Health Net routinely requires Medicare employer groups to include clinical information at the time of claim submission as follows:

  • Evaluation and Management Services (E&M) - There are general principles of medical record documentation that are applicable to all types of medical and surgical services in all settings. While E&M services vary in several ways, such as the nature and amount of physician work required, the following general principles help ensure that medical record documentation for all E&M services is appropriate. The diagnosis and treatment codes reported on the health insurance claim form or billing statement should be supported by the documentation in the medical record.
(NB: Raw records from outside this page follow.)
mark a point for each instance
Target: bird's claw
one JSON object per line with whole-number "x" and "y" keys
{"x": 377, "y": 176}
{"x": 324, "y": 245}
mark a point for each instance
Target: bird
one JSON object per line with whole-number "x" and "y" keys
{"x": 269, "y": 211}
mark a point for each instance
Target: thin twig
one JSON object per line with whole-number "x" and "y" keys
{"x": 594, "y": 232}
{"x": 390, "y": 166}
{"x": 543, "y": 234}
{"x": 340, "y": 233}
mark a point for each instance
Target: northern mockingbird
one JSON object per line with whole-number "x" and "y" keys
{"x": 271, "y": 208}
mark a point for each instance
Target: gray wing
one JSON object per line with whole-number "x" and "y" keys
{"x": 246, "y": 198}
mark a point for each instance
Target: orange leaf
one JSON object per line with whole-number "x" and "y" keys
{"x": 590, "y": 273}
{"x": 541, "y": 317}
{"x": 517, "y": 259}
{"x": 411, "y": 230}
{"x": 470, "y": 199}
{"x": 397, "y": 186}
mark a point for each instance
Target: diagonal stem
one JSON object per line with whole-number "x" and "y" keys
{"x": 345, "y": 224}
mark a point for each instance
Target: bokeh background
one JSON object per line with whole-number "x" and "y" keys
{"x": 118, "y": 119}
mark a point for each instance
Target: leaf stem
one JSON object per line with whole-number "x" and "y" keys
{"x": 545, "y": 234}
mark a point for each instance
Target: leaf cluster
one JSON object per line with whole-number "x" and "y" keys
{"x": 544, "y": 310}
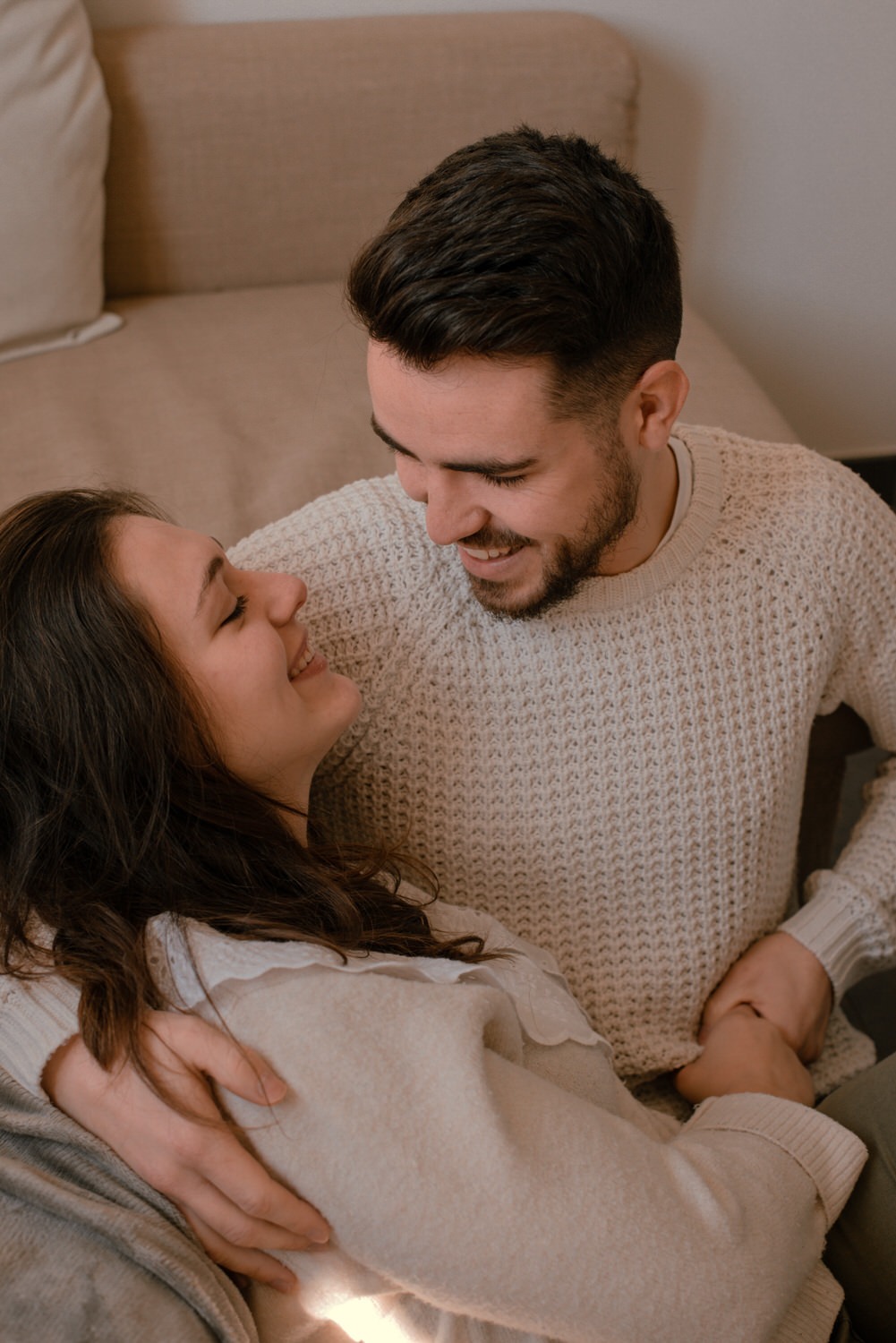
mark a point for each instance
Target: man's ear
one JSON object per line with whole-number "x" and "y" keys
{"x": 659, "y": 399}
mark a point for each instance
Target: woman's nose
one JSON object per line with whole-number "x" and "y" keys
{"x": 285, "y": 596}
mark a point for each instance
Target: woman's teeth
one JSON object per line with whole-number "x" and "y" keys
{"x": 303, "y": 663}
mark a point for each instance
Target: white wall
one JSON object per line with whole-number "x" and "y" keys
{"x": 769, "y": 128}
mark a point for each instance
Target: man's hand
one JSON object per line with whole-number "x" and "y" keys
{"x": 783, "y": 982}
{"x": 745, "y": 1053}
{"x": 233, "y": 1205}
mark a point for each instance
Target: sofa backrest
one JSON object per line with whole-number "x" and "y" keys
{"x": 348, "y": 113}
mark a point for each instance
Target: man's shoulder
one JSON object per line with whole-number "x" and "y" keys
{"x": 367, "y": 518}
{"x": 780, "y": 475}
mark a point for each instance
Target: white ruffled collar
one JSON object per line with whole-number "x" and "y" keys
{"x": 531, "y": 978}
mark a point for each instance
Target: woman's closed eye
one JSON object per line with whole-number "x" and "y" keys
{"x": 239, "y": 606}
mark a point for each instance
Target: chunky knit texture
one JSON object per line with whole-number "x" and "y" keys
{"x": 619, "y": 779}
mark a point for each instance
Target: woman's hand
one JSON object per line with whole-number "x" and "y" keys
{"x": 233, "y": 1205}
{"x": 743, "y": 1052}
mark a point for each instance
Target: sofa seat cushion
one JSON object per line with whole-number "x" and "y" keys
{"x": 236, "y": 407}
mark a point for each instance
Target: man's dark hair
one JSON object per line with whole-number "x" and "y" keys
{"x": 525, "y": 246}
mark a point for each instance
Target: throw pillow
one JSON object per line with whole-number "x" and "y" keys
{"x": 54, "y": 134}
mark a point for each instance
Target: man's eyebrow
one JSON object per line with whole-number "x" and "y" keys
{"x": 485, "y": 466}
{"x": 212, "y": 569}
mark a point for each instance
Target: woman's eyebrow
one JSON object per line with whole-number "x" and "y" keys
{"x": 212, "y": 569}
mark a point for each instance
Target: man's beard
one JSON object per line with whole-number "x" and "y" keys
{"x": 576, "y": 559}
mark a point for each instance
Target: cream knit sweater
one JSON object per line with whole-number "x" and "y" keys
{"x": 621, "y": 778}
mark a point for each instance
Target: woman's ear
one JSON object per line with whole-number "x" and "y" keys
{"x": 660, "y": 394}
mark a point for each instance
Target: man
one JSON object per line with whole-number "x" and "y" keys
{"x": 590, "y": 688}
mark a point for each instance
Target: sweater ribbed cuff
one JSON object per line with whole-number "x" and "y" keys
{"x": 829, "y": 1154}
{"x": 828, "y": 927}
{"x": 37, "y": 1017}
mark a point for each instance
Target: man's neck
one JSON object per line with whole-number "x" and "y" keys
{"x": 656, "y": 507}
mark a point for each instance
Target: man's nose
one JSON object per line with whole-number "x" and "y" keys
{"x": 453, "y": 509}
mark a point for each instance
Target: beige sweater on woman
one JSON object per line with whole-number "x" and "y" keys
{"x": 487, "y": 1176}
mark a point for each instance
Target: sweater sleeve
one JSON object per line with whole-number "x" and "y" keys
{"x": 849, "y": 918}
{"x": 37, "y": 1017}
{"x": 452, "y": 1173}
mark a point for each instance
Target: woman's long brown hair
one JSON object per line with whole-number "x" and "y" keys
{"x": 115, "y": 805}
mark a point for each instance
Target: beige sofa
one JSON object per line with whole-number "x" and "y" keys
{"x": 246, "y": 164}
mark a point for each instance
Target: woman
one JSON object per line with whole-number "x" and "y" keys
{"x": 453, "y": 1116}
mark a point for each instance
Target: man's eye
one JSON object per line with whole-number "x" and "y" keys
{"x": 506, "y": 480}
{"x": 238, "y": 610}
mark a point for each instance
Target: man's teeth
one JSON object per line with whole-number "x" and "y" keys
{"x": 303, "y": 663}
{"x": 487, "y": 555}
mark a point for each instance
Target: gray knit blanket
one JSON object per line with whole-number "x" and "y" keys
{"x": 89, "y": 1253}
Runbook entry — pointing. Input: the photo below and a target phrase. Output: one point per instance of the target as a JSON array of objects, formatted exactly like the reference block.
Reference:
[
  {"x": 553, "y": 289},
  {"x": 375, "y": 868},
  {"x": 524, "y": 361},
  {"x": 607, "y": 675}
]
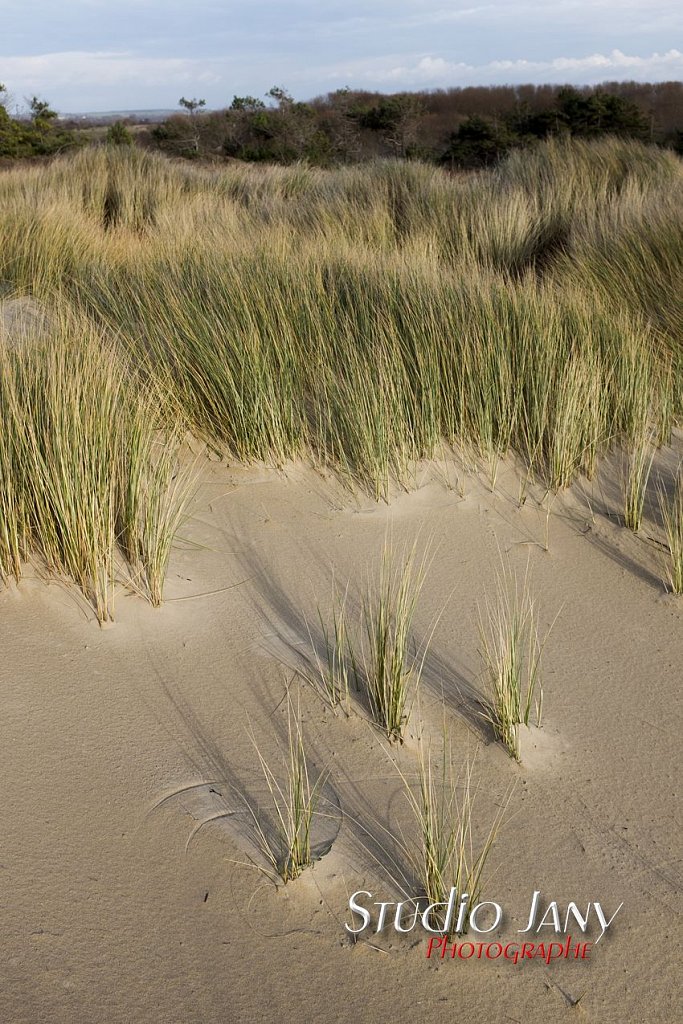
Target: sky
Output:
[{"x": 141, "y": 54}]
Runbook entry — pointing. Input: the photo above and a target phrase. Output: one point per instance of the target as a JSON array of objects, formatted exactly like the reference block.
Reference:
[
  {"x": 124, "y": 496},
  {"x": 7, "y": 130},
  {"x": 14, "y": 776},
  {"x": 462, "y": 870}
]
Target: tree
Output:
[
  {"x": 41, "y": 113},
  {"x": 191, "y": 105},
  {"x": 477, "y": 142},
  {"x": 119, "y": 134}
]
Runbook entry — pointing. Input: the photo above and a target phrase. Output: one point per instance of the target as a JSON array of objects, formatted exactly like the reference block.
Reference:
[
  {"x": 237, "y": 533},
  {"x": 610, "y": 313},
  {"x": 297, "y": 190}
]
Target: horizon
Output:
[{"x": 143, "y": 54}]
The documentation of each patient encounter should include the following:

  • Reason for the encounter and relevant history, physical examination findings, and any prior and additional diagnostic test results.
  • Assessment, clinical impression or diagnosis.
  • Medical plan of care.
  • Date and legible identity of the observer.
  • Any additional relevant information.

Medical necessity of a service is the overarching criterion for payment in addition to the individual requirements of a CPT code. It would not be medically necessary or appropriate to bill higher level of evaluation and management service when a lower level of service is warranted.

Health Net reserves the right to request clinical records before or after claim payment to identify possible fraudulent or abusive billing practices, as well as any other inappropriate billing practice not consistent or compliant with the American Medical Association (AMA) CPT codes or guidelines, provided there is evidence such an investigation is warranted.